Draft recommendation two: Congress should direct the secretary to regularly collect data — including service volume and work time — to establish more accurate work and practice expense values. The data should be collected from efficient practices rather than a sample of all practices. The initial round of data collection should be completed within three years.

Draft recommendation three: Congress should direct the secretary to use data specified in the chairman’s draft recommendation two to identify overpriced fee schedule services and reduce their relative value units (RVUs) accordingly. These reductions should be budget neutral within the fee schedule. Congress should specify that the RVU reductions should achieve an annual numeric goal — for each of five consecutive years — of at least 1 percent of fee schedule spending.

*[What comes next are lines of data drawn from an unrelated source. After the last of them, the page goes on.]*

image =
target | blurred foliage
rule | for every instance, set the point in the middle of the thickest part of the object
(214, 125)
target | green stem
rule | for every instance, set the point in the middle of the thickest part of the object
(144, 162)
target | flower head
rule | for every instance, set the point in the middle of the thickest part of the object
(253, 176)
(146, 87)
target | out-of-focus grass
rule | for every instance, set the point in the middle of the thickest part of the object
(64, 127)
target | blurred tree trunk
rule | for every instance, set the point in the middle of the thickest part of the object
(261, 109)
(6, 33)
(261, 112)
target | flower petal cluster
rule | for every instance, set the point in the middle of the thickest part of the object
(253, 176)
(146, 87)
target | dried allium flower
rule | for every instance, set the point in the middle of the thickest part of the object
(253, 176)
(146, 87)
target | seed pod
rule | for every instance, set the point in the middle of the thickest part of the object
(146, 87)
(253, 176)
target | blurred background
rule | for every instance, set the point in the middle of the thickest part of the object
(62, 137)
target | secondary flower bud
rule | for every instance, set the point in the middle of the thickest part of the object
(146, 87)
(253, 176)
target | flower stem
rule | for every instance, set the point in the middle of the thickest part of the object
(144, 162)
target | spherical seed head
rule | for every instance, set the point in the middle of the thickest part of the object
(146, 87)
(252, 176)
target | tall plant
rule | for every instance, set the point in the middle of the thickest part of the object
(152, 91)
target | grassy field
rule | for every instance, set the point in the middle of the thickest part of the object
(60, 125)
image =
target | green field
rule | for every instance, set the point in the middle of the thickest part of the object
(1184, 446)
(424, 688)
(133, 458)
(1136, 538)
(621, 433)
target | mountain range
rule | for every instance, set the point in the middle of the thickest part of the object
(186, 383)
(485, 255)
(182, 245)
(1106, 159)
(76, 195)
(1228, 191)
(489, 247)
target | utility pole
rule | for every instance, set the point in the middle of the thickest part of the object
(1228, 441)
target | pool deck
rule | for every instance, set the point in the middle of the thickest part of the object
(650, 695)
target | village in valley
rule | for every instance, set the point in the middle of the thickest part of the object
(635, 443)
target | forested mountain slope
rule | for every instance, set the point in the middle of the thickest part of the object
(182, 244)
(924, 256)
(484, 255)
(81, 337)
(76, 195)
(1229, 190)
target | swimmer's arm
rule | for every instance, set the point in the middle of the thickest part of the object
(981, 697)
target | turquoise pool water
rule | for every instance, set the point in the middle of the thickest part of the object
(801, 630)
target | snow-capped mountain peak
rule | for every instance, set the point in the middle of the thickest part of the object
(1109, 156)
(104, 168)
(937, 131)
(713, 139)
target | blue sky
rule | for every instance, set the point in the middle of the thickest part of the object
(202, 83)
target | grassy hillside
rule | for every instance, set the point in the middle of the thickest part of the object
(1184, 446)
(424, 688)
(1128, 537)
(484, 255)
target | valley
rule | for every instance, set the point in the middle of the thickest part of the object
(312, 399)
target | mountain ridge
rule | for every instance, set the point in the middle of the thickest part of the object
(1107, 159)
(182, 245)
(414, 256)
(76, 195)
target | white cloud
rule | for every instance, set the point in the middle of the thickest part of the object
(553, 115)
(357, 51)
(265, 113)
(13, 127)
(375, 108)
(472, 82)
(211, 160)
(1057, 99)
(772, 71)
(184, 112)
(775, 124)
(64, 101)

Draft recommendation four: Under the 10-year update path specified in draft recommendation one, the secretary should increase the shared savings opportunity for physicians and health professionals who join or lead ACOs within a two-sided risk model. The secretary should compute spending benchmarks for two-sided risk ACOs using 2011 fee schedule rates.

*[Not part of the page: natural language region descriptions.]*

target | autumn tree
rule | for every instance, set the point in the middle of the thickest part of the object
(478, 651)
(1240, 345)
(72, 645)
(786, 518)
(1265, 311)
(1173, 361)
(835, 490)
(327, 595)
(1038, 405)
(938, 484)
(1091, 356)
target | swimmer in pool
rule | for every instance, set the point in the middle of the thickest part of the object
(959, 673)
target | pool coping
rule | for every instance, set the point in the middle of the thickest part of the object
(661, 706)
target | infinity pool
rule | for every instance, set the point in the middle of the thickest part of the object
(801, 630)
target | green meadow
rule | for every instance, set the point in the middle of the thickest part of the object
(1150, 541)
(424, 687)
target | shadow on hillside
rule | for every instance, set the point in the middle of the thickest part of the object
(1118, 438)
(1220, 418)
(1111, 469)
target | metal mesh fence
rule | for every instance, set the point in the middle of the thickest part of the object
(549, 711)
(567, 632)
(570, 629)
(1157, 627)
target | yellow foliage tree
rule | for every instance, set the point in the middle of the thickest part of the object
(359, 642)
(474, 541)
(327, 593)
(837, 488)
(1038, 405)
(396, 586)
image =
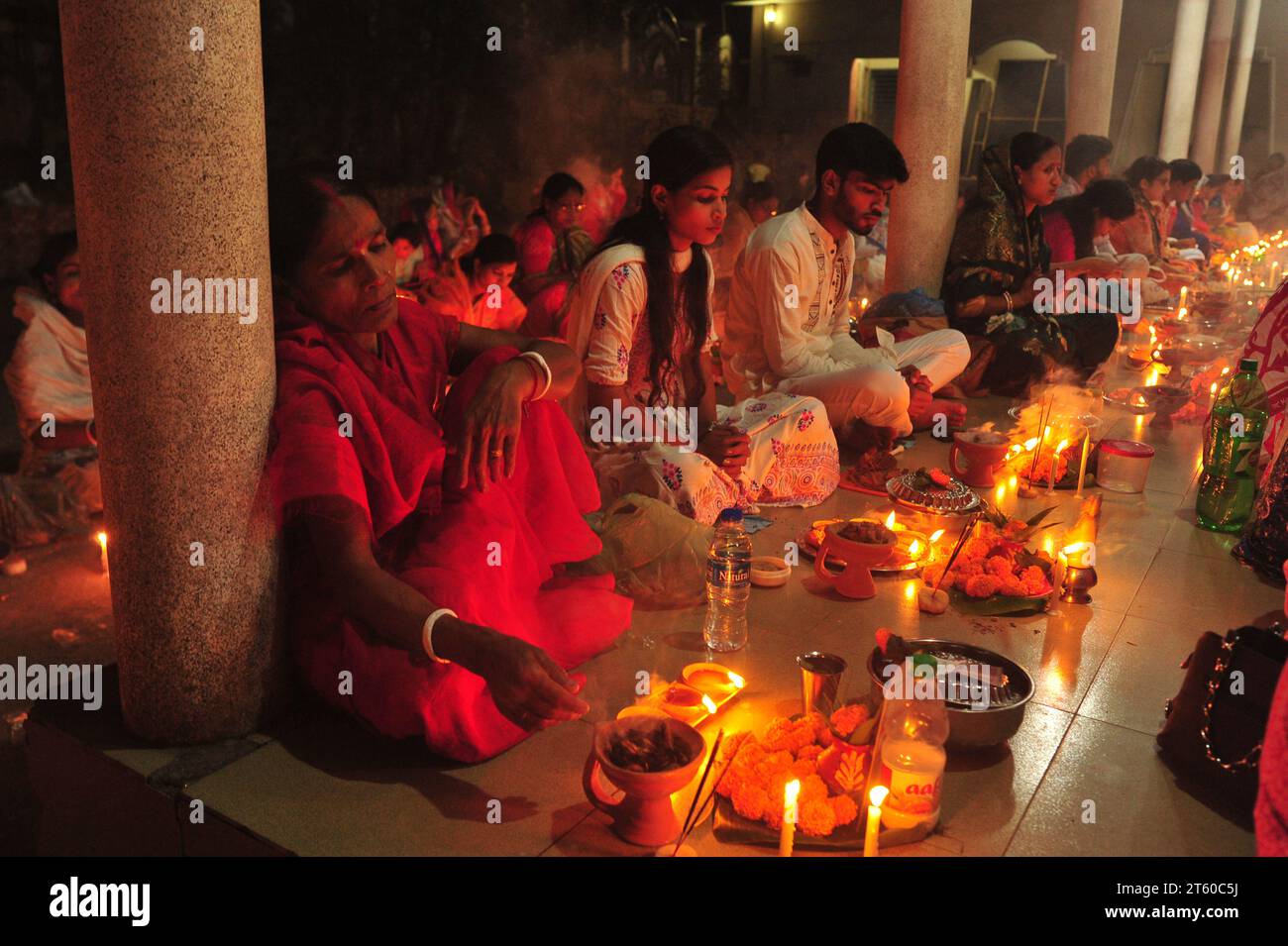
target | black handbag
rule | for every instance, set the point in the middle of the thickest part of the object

The Academy offered recommendations to repeal the SGR that would avoid significant and successive payment reductions. 

The full Commission supported recommendation one, with the exception of two members. Karen Borman, MD, a hospital-based general surgeon in Pennsylvania and Ronald Castellanos, MD, a private-practice urologist from Florida opposed the recommendation, noting concerns with unintended consequences.

The Commission voted unanimously in support of the second recommendation. Recommendations three and four also were approved by the Commission without Dr. Borman’s support. Michael Chernew, MD, abstained from voting on the last recommendation.

The AADA has long supported replacement of the SGR with a more stable payment system. In a letter to MedPAC, the Academy firmly opposed recommendation one and urged the Commission to refrain from proposing a fix by cutting payment for specialty physicians. 

The proposal, if implemented, would erode the ability for specialists to serve the Medicare population in the future and exacerbate problems with access to care. Instead, the Academy offered recommendations to repeal the SGR that would avoid significant and successive payment reductions. Also, five years of positive statutory updates would reflect the cost of operating a practice and would permit further piloting of alternative payment models during the transition period.

MedPAC's plan to fix the SGR was met with disapproval from several physician advocate groups. The AADA, along with more than 40 other physician groups, signed on to an American Medical Association letter to the MedPAC criticizing its plan to repeal the SGR as problematic at a time when physicians already have faced 10 years of nearly frozen rates.

Lawmakers are expected to consider MedPAC’s recommendations as they attempt to craft legislation to fix the SGR to avert a 29.5 percent cut in Medicare physician fee schedule payments on Jan. 1, 2012.